Alaska Fish & Wildlife News
August 2004

Flightless Ducks

By Riley Woodford
photo

Every summer, the tall grass and reeds of Alaska's marshes and shorelines hide million of flightless ducks and geese. For just a few weeks each year ducks and geese completely lose their ability to fly.

All birds molt at least once a year, shedding old feathers and growing new ones. Feathers are made of keratin, the same protein that makes up our fingernails and hair. A feather isn’t living tissue, and if it wears or breaks it isn’t repaired, it’s replaced.

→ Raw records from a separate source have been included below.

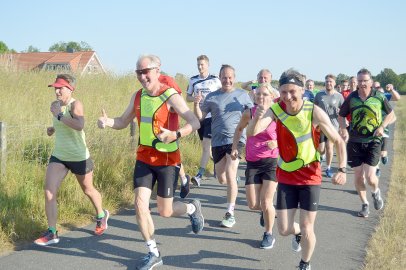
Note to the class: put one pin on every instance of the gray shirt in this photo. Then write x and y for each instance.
(330, 104)
(226, 109)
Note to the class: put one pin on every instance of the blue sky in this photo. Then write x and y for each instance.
(314, 36)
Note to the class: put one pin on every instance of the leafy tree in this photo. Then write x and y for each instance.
(70, 47)
(3, 47)
(389, 76)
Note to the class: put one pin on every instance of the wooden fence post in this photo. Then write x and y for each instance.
(3, 149)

Most birds molt gradually. They lose their wing feathers two or four at a time, symmetrically on each wing, and they can still fly. But during the summer nesting season waterfowl molt all their wing feathers and are temporarily flightless.

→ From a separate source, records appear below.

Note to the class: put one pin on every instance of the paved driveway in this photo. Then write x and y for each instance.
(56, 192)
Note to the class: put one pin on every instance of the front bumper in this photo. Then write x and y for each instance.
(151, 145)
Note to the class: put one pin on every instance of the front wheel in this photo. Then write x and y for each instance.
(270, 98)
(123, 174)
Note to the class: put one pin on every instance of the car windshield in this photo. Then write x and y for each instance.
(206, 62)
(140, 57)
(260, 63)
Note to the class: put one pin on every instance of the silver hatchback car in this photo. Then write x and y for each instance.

Males molt during the nesting season, and the females start a little later. The timing couldn’t be better. Molting happens when food is plentiful, after the high energy demands of mating and laying eggs have been met and before fall migration. It’s a time when downy ducklings and goslings are swimming but are too young to fly themselves; the adults would be unlikely to leave them unprotected even if they could fly.

By lying low in the wetlands and marshes, flightless waterfowl can escape to the water – or duck into the brush – if a predator approaches. By late summer, when it’s time to migrate, the juveniles and adults are ready – with a new set of feathers.